Certes, Mukoko avait mille autres entrées au Palais de la Nation et à la Cité de l'Union Africaine susceptibles de précipiter son second tour aux affaires. Une ordonnance présidentielle du 31 octobre 2020 l'avait rapproché du Président de la République comme membre d'un Panel chargé d’accompagner en 2021 le Chef de l'État à la présidence en exercice de l’UA, l'Union Africaine.
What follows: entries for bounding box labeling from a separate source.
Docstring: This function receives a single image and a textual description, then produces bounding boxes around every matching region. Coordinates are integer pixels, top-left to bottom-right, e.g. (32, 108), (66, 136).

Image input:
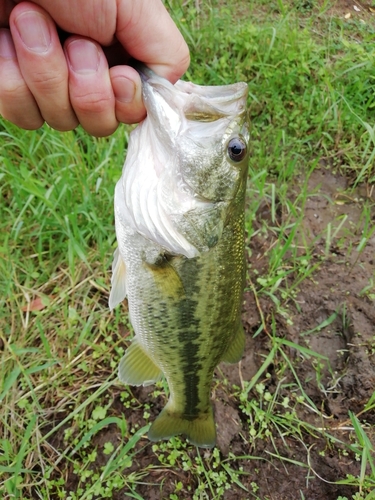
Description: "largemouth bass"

(109, 64), (249, 447)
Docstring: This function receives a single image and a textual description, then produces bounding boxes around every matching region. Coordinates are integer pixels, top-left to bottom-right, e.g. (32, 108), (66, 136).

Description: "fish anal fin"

(148, 404), (216, 448)
(221, 321), (245, 363)
(109, 248), (126, 311)
(118, 339), (163, 385)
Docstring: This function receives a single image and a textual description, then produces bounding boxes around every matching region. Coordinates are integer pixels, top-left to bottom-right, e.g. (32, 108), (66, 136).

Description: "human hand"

(0, 0), (189, 136)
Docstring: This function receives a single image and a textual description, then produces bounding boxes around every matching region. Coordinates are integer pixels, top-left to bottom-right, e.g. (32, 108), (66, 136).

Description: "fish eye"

(228, 137), (247, 162)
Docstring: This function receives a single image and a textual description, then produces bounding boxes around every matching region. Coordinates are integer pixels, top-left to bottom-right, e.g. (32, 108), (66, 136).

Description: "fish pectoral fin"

(118, 339), (163, 385)
(145, 257), (185, 300)
(221, 321), (245, 363)
(109, 248), (126, 311)
(148, 403), (216, 448)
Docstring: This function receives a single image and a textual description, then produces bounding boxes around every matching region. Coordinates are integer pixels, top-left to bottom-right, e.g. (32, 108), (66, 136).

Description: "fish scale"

(110, 65), (249, 447)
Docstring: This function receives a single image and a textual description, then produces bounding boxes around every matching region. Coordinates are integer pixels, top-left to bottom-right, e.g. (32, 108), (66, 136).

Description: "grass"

(0, 0), (375, 500)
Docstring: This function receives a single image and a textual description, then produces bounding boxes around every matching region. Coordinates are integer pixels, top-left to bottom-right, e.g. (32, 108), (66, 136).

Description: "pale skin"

(0, 0), (190, 136)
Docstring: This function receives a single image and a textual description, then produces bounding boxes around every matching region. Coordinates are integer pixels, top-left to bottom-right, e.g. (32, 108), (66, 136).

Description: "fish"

(109, 67), (250, 448)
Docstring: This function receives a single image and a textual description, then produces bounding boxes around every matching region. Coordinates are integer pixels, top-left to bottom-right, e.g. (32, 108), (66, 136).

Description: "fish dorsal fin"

(221, 321), (245, 363)
(118, 339), (163, 385)
(109, 248), (126, 310)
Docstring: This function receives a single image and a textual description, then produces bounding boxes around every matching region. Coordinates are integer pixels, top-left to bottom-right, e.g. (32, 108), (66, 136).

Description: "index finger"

(0, 0), (16, 28)
(116, 0), (190, 83)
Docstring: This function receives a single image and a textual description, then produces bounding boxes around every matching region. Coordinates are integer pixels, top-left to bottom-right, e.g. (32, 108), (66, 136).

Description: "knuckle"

(72, 92), (114, 115)
(30, 71), (67, 94)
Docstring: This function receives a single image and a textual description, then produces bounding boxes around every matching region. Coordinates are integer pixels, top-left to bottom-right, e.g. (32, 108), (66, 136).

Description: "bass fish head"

(143, 69), (249, 202)
(115, 67), (249, 263)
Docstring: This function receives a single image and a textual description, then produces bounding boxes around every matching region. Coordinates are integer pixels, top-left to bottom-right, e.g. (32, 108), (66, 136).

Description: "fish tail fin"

(148, 403), (216, 448)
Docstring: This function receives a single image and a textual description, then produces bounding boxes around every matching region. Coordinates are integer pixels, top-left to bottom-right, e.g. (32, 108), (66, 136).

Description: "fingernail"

(112, 76), (136, 103)
(66, 40), (100, 74)
(0, 29), (16, 59)
(14, 12), (51, 53)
Un panel alors coordonné par le professeur de Droit International à l'Unikin Alphonse Ntumba Luaba et dont des membres furent des professeurs d'Université, la physicienne Raïssa Malu nommée avec Mukoko le même 29 mai ministre d’État en charge de l’Éducation nationale et de la Nouvelle citoyenneté, l'historien Isidore Ndaywel è Nziem, responsable du CLC, le Comité laïc de Coordination proche des évêques catholiques, le sociologue et anthropologue Ngokweb Ndolamb, nommé en novembre 2022 ambassadeur à Londres, mais aussi une militante engagée aux côtés des femmes victimes de violences sexuelles, Julienne Lusenge.

L'HOMME QUI A BIEN SEMÉ.
Ceux qui connaissent Félix Tshisekedi disent qu'il n'oublie pas une promesse faite ou un service rendu même des années après bien que cela finisse parfois par lasser certains. Mukoko avait-il marqué le Président de la République lors de la présidence de l'Union Africaine ?
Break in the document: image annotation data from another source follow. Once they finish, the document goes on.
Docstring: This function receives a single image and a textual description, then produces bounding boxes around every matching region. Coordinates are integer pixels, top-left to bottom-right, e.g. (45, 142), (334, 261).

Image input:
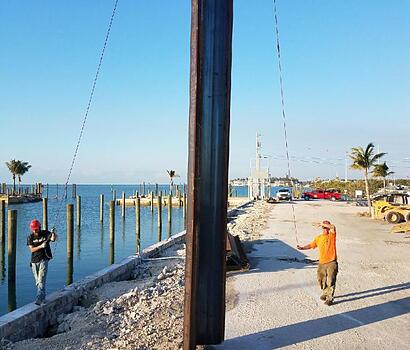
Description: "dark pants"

(317, 261), (338, 301)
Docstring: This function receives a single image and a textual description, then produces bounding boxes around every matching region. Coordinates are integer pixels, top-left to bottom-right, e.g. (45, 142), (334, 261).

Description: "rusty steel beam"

(184, 0), (233, 350)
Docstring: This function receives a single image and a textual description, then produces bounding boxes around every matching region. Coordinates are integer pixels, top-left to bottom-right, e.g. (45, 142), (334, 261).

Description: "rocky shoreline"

(2, 202), (271, 350)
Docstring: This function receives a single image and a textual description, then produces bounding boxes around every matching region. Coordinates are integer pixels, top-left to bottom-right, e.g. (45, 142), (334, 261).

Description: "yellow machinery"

(372, 193), (410, 224)
(391, 221), (410, 233)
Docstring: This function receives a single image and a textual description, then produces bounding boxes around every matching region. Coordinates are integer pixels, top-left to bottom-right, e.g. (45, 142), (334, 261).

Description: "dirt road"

(215, 201), (410, 350)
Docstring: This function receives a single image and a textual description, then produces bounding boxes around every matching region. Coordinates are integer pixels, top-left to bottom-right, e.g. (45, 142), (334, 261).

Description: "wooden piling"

(168, 195), (172, 223)
(77, 196), (81, 227)
(100, 194), (104, 222)
(182, 193), (187, 218)
(121, 192), (125, 218)
(0, 224), (6, 282)
(43, 198), (48, 230)
(66, 204), (74, 285)
(0, 200), (6, 281)
(7, 209), (17, 283)
(0, 199), (6, 245)
(109, 201), (115, 265)
(135, 197), (141, 254)
(157, 195), (162, 242)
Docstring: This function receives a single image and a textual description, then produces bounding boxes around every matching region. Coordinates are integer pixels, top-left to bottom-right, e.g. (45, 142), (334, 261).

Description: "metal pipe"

(183, 0), (233, 350)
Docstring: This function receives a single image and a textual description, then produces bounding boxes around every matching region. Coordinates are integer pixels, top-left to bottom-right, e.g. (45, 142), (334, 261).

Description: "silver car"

(276, 188), (292, 201)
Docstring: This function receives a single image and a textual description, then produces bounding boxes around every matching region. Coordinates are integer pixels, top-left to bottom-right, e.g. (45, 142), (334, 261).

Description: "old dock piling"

(121, 192), (125, 218)
(100, 194), (104, 222)
(43, 198), (48, 230)
(7, 209), (17, 283)
(0, 199), (6, 245)
(66, 204), (74, 285)
(7, 209), (17, 311)
(135, 197), (141, 254)
(77, 196), (81, 227)
(0, 200), (6, 281)
(168, 195), (172, 223)
(157, 195), (162, 242)
(109, 201), (115, 265)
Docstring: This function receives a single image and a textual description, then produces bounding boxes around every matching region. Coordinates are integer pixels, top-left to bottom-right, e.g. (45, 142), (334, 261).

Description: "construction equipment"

(372, 192), (410, 224)
(391, 221), (410, 233)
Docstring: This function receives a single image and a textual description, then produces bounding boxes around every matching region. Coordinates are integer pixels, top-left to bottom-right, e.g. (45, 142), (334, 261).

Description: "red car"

(302, 189), (342, 201)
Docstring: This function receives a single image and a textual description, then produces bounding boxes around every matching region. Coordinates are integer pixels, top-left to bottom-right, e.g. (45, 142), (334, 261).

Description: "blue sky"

(0, 0), (410, 183)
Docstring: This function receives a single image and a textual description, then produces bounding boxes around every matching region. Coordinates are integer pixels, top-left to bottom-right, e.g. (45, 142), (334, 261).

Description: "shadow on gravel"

(233, 239), (317, 274)
(335, 282), (410, 304)
(213, 297), (410, 350)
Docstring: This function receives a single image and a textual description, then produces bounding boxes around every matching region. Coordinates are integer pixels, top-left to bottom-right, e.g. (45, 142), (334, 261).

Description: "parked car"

(302, 189), (342, 201)
(276, 188), (292, 201)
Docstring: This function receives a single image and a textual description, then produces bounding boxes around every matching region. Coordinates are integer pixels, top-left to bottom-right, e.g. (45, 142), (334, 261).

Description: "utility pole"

(183, 0), (233, 350)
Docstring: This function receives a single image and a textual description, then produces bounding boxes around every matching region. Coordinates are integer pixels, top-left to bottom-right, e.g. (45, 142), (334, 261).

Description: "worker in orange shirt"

(297, 220), (338, 306)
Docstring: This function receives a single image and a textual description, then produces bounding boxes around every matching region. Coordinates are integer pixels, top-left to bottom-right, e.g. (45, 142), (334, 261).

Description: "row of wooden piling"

(0, 193), (186, 311)
(0, 182), (44, 196)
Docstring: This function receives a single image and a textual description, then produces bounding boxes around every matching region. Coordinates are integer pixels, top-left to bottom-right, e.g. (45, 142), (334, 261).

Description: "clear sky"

(0, 0), (410, 183)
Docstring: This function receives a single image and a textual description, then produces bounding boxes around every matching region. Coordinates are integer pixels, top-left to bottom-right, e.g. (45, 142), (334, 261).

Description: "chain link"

(53, 0), (119, 246)
(273, 0), (299, 244)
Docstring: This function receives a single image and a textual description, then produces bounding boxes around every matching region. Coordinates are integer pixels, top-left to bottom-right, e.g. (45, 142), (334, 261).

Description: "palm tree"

(350, 142), (386, 215)
(372, 162), (394, 189)
(6, 159), (19, 194)
(17, 160), (31, 193)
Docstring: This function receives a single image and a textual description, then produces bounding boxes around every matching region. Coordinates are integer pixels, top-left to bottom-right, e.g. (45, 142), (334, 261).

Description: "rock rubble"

(7, 202), (270, 350)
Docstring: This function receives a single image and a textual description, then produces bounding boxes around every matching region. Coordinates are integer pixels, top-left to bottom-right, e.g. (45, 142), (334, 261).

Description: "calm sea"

(0, 184), (282, 315)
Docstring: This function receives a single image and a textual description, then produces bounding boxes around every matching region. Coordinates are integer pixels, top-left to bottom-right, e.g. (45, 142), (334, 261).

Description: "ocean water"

(0, 184), (279, 315)
(0, 185), (189, 315)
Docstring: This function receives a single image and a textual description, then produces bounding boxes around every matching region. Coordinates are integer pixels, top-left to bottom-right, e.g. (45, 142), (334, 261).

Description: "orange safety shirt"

(310, 230), (337, 264)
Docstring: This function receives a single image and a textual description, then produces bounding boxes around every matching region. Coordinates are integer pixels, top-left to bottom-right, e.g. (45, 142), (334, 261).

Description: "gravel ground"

(7, 202), (271, 350)
(211, 201), (410, 350)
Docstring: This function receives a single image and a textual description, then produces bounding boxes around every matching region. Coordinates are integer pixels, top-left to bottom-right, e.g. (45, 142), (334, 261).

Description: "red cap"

(30, 220), (41, 231)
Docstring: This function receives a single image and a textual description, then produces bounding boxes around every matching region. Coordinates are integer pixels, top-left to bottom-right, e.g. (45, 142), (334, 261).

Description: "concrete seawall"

(0, 201), (252, 342)
(0, 231), (185, 342)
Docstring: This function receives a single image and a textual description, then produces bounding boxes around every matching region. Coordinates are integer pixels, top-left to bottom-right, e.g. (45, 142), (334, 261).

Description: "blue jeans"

(31, 260), (48, 302)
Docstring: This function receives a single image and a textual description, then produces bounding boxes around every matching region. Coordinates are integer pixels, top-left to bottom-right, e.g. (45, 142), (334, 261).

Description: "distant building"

(248, 134), (270, 199)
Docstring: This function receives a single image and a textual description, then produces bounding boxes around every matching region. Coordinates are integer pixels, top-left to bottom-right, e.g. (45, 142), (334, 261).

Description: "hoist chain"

(273, 0), (299, 243)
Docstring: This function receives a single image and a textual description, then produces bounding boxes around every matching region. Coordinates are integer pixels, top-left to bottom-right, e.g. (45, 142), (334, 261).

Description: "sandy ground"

(5, 202), (271, 350)
(211, 201), (410, 350)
Au ministère du Budget, l'ancien Vice-premier ministre avait un autre arbre planté qui a donné du fruit. C'est l'homme qui fut son Directeur de cabinet devenu plus tard Directeur Général de l'ANAPI, l'Agence Nationale pour la Promotion des Investissements, un établissement public à caractère technique.

S'il avait quitté le ministère du Budget, Mukoko avait légué à Anthony Nkinzo Kamole, au titre de l'ANAPI, l'énorme immeuble du boulevard du 30 juin qui abritait ses bureaux.
Ce natif de la ville de Bukavu fut Human Ressources Business Partners de Nestlé Congo Sprl et Tax & Legal Manager à PricewaterhouseCoopers RDC.

À l'ANAPI, Nkinzo avait souvent été membre de la suite présidentielle à l'étranger. Il y a vendu l'image du pays à nombre de sommets mondiaux. Avait-il marqué le Président lors de ces forums ?

Jeudi 13 juin, une ordonnance présidentielle lue à la télévision par Tina Salama place à la tête du Cabinet du Président de la République ce licencié en Droit de l’Université de Kinshasa, qui a aussi fait des études de Management général avancé de l’Université HEC Paris. Il a remplacé Guylain Nyembo Mbwizya nommé Vice-premier ministre en charge du Plan.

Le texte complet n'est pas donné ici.